Quell’atipico incontro – non capita spesso nel Seicento di imbattersi in iniziative come quella intrapresa da Anna – non poteva che cominciare con una imbarazzata domanda del giovane: Beh, cosa mi vuoi dire? La risposta di Anna era stata sincera e probabilmente del tutto inattesa per lui: Con questi occhi, gli rispose, mi hai affatturato… A quel punto, insieme incredulo ed emozionato, Giuseppe si era rivolto a Caterina, la padrona di casa, che assisteva all’incontro, pregandola di lasciarli soli.

La donna aveva obbedito di buon grado, ponendosi a distanza tale da impedirle di ascoltarne i discorsi, senza però rinunciare ad osservarne i movimenti (erano vicini all’uscio, lui un po’ fuori, lei un po’ dentro, e potevano toccarsi). Quando però il freddo le consigliò di ritirarsi a casa della nonna, costei, che a sua volta stava guardando con attenzione l’insolito scenario, le chiese spiegazioni (‘Che facevano quei due a casa sua?’) e la obbligò a rientrare. Fu allora che Caterina si accorse che la fragile relazione era sul punto di spezzarsi per sempre (‘O Anna, se tu ti trovi a maritare, maritati e dammi li confietti’, aveva detto Giuseppe, e lei aveva replicato prontamente: ‘Senti qua, mi possa battere lo male della luna se tu quando passi da qua io non m’entro’).

Andato via il giovane, Anna aveva però avvertito il bisogno di dichiarare a Caterina che malgrado la lunga conversazione ravvicinata lei non si era fatta toccare da Giuseppe, neppure col soprabito. E l’altra le aveva dato ragione (‘questi sono huomini e poi se ne vanno vantando’), anche se alla fine le aveva chiesto un compenso (‘il beveraggio’) per la sua mediazione…

Era passato poco tempo dalla clamorosa iniziativa intrapresa a Procida da un arcivescovo intransigente come Giacomo Cantelmo, esasperato dalla notizia che tutti i fidanzati locali vivevano insieme.
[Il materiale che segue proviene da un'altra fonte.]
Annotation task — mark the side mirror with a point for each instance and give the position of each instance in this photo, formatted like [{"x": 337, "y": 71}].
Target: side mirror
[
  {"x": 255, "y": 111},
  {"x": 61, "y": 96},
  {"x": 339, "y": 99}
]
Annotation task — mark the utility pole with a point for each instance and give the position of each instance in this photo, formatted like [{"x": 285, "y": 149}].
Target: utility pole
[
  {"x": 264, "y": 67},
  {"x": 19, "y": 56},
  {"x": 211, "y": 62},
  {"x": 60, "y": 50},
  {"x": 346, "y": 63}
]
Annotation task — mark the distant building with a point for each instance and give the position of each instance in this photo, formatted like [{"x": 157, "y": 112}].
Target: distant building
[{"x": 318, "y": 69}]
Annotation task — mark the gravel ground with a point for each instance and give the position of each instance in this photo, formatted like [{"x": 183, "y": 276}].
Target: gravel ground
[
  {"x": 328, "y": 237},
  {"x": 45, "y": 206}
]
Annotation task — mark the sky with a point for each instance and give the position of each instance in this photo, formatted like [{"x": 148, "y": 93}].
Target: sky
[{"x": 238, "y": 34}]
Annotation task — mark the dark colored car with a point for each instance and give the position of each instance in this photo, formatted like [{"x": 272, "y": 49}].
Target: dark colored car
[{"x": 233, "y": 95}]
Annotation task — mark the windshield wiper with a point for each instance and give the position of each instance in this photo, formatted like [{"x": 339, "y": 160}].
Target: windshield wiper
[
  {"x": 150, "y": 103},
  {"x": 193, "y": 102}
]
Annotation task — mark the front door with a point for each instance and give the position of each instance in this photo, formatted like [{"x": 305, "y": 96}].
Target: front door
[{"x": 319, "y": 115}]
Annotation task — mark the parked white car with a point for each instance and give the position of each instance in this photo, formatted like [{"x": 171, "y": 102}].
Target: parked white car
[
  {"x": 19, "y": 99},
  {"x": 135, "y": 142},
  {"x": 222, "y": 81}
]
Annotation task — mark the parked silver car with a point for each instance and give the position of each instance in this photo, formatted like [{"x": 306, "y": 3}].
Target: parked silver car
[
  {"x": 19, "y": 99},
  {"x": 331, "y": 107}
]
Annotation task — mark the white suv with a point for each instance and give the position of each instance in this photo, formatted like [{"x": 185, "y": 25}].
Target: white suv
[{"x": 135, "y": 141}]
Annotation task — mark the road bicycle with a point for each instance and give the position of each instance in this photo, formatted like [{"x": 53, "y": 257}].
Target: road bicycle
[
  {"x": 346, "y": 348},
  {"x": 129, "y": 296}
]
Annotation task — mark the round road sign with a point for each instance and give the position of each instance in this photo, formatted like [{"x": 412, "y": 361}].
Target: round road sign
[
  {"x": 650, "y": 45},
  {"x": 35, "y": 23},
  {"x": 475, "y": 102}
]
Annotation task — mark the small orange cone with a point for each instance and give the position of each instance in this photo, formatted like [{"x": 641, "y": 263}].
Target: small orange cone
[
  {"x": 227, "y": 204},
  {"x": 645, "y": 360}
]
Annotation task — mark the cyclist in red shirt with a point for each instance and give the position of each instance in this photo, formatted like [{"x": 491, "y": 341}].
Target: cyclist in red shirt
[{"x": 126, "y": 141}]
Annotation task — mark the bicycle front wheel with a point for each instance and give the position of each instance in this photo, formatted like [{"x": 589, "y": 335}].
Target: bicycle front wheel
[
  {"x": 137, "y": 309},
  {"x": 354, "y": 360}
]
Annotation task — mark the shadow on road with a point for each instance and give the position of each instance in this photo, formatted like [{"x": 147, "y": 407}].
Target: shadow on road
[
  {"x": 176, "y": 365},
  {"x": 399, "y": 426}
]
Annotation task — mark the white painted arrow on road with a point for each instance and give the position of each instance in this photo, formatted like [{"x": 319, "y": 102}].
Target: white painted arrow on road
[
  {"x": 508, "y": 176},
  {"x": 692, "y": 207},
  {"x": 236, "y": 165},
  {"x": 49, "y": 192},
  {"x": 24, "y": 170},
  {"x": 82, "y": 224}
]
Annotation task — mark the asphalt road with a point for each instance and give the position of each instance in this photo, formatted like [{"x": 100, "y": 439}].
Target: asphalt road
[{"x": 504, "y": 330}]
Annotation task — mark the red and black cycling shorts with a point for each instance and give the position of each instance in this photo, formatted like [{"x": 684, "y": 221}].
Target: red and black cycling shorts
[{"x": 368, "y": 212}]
Era il giugno del 1693, e l’ennesima, inconcludente visita pastorale fu trasformata da lui in un attacco frontale a tutti i concubini di Procida, scomunicati in blocco e invitati/autorizzati a sposarsi ad horas. Tuttavia neppure quella clamorosa iniziativa ebbe effetti duraturi. Solo 36 coppie proibite su 70 si piegarono al diktat e raffiche di scomuniche continuarono a colpire a lungo gli amori proibiti degli isolani. In ogni caso, poi, ad appena tre anni da quello scossone, Anna, Caterina e chissà quante altre donne di Procida, al di là dei castighi della Chiesa e del peso delle tradizioni, cominciavano a guardare lontano.